Regular color television film can be converted into high-definition film with current technology, so "HDTV won't suffer from a lack of programming," Lim said. Broadcast networks will have to purchase new equipment, and so far they have been reluctant to do so. But Lim predicts they will come around soon: "If they don't do it, someone else will. Then they will, too, because they don't want to be left behind."

Digital vs. analog

The high-definition television standard developed at MIT is different from Japanese HDTV systems in one important respect -- the Japanese system is based on analog technology, while MIT's is digital. By incorporating digital technology, the U.S. has regained the lead in this futuristic television field.

"This is part of a trend," Lim said. "Everything is going digital. Computers are digital. Clocks are digital. Television is just around the corner. Digital telephone services are coming up."

"A digital system erases the noise, in a sense," because digital signals are only zero or one, without a range of values in between, Lim explained. By contrast, an analog signal can be interpreted as having a fractional value. Because this value can range continuously between zero and one, much more noise appears in the picture.

"A digital system gives you either a perfect picture or none at all," Lim explained. "People have designed digital systems so that most of the time they get it right, and even when they don't, they have a nice way of concealing it."

The real advantage of a digital high-definition television system is that it can be integrated with other technologies, like personal computers. This is tougher to do with analog HDTV, Lim said. For this reason, the Japanese analog HDTV entry is generally considered out of the running for adoption as the U.S. standard.

Only American sponsors

In addition to Lim, the Advanced Television Research Program consists of 10 to 15 graduate students and two or three research affiliates. In addition to HDTV, their research has other digital signal, speech, and image processing applications.
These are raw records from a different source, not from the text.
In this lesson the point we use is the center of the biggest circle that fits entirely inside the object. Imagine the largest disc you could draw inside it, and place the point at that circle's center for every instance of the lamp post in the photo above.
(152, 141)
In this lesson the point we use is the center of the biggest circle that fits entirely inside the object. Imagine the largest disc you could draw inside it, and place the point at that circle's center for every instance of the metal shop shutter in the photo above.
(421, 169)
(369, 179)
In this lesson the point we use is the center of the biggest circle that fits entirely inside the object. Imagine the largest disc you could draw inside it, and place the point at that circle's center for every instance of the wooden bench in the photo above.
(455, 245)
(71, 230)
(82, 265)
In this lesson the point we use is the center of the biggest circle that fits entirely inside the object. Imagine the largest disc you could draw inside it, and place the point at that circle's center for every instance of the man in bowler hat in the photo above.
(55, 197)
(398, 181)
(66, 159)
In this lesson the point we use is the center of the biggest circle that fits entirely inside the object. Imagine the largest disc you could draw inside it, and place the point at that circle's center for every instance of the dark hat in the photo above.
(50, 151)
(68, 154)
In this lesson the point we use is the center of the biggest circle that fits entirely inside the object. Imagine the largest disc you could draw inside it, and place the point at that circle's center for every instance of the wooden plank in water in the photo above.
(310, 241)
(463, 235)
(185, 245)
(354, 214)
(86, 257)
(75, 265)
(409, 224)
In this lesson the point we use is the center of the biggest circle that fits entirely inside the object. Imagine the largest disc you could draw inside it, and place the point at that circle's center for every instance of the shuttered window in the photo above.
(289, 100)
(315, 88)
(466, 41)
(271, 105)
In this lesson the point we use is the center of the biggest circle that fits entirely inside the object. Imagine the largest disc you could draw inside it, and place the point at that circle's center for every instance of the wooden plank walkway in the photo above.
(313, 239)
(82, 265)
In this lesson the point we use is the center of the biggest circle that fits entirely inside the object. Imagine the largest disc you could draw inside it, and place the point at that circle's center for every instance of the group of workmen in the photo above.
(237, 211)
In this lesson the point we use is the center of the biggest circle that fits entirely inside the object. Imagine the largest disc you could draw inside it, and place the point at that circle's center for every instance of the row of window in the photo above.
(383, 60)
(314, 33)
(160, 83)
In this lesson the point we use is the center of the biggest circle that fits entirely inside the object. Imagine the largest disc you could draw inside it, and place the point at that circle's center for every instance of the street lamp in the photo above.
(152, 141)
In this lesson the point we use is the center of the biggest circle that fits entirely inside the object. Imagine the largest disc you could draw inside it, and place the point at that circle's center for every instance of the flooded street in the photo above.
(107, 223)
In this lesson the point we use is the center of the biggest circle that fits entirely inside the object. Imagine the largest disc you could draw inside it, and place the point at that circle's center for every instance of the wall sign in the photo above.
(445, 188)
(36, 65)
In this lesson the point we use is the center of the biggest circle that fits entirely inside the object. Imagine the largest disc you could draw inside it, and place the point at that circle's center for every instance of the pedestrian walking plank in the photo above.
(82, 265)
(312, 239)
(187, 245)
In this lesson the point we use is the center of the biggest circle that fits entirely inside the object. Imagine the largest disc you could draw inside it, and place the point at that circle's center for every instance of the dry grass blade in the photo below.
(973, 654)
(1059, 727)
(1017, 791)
The research group has received about $2.5 million in funding over the past three years, all from American sponsors like ABC, PBS, Eastman Kodak, and Motorola. With the growing "Buy American" sentiment, this may boost MIT's chances for selection as the U.S. standard. "I don't think this will hurt us," Lim said. "If everything else is equal, I think (the FCC) should adopt an American system, because every other country does it that way," he added.

If the MIT-GI model is selected, "It will bring us prestige," Lim said. "MIT can also collect royalties based on the patents it holds." Even if the MIT-GI system is not chosen, the FCC "may use some of our technology, so we may still be able to collect some money," he continued.

But Lim was quick to add that he's not in it for the money. "We're in it because we like to contribute technology to the community," he explained. "If, as a byproduct, we collect some money to lower students' tuition, then that's fine too."